Fatih meletakkan dokumen beasiswa itu di meja.
"Saya ingin mengembalikan beasiswa ini agar bisa diberikan kepada mahasiswa lain yang lebih membutuhkan dan lebih siap berangkat tahun ini. Saya akan belajar secara mandiri, dari lapangan langsung."
Bapak Gubernur berdiri, berjalan menghampiri Fatih, dan memeluknya. "Kamu tahu, Fatih? Ilmu arsitektur bisa dipelajari di buku. Tapi karakter laki-laki hanya bisa ditempa di persimpangan antara ambisi dan tanggung jawab. Kamu sudah lulus ujian yang lebih besar dari gelar Master mana pun."
Bagian 4: Pulang ke Rumah yang Sesungguhnya
Sore itu, Fatih pulang ke kontrakan. Ia membawa kabar bahwa beasiswa itu sudah ia lepaskan.
Zalina menangis saat mendengar keputusan Fatih. Kali ini bukan tangis sedih, tapi tangis kelegaan yang luar biasa. Ia merasa sangat dicintai, sangat dilindungi.
"Mas... maafin aku ya, gara-gara aku Mas nggak jadi ke London," isak Zalina.
Fatih merangkul Zalina, menuntunnya duduk di teras sambil melihat matahari terbenam di balik gunung-gunung Bandung.
"Zal, London itu cuma kota. Kamu dan si kembar itu dunia Mas. Mas nggak butuh London untuk jadi arsitek hebat. Mas cuma butuh kalian untuk jadi manusia seutuhnya."
Fatih merogoh sakunya, mengeluarkan sebuah brosur. Bukan brosur London, tapi brosur sebuah rumah di daerah perbukitan yang udaranya sejuk.

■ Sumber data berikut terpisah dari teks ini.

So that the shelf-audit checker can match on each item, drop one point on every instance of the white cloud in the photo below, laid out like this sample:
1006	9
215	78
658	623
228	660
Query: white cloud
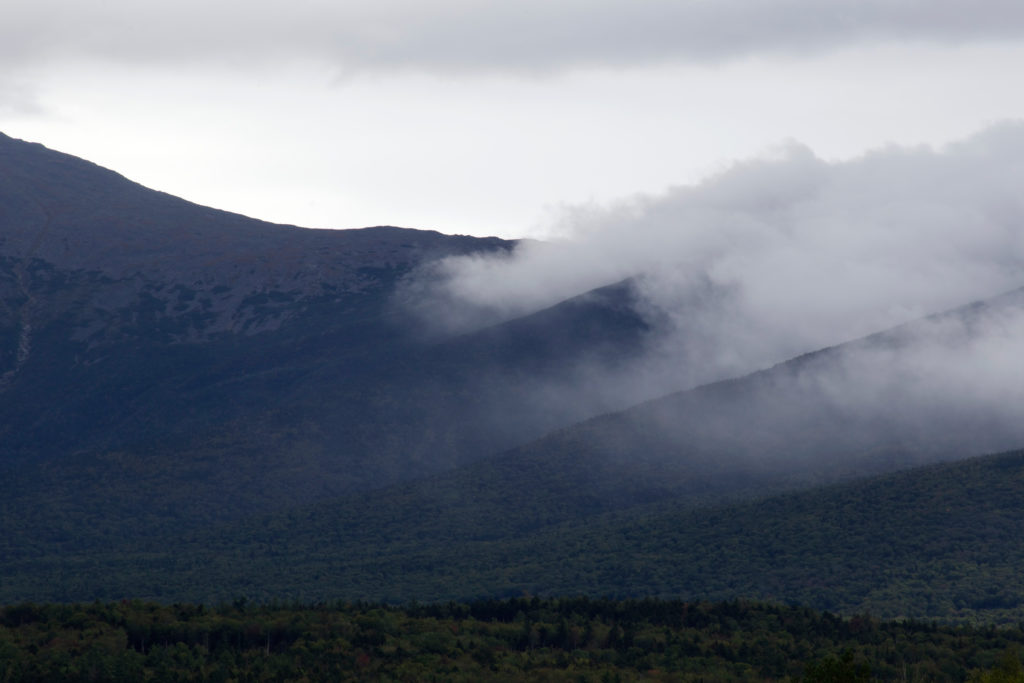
531	36
782	255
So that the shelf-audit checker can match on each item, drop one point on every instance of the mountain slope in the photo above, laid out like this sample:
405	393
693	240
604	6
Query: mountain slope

"Mas udah DP rumah kecil di sini. Nggak mewah, tapi ada tamannya buat anak-anak main nanti. Kita pindah dari kontrakan ini bulan depan ya?"
Zalina tersenyum, menyandarkan kepalanya di bahu Fatih. Di kejauhan, suara azan Maghrib mulai berkumandang.
Badai besar telah lewat. Handoko di penjara, Erlangga bertaubat, dan ambisi London telah dilepaskan demi cinta yang lebih besar. Fatih menyadari bahwa Jalur Langit tidak selalu membawa kita ke tempat yang jauh, tapi seringkali membawa kita pulang ke tempat di mana hati kita seharusnya berada.
EPILOG (Menuju Arc Persalinan)
Empat bulan kemudian.
Zalina sedang berjuang di ruang persalinan. Fatih menggenggam tangannya, suaranya parau membisikkan doa.
"Ayo, Zal... kamu kuat..."
Dan di pagi yang cerah itu, dua suara tangisan bayi pecah bersamaan, mengguncang langit-langit rumah sakit.
Dua anak laki-laki.
Arshaka Langit Fatih dan Arjuna Bumi Fatih.
Satu mewakili doa yang melangit, satu mewakili perjuangan yang membumi.
Kisah "Mencintaimu Jalur Langit" kini memiliki warna baru. Bukan lagi soal dua insan yang saling mengejar, tapi soal satu keluarga yang berjalan bersama di bawah lindungan Sang Pemilik Takdir.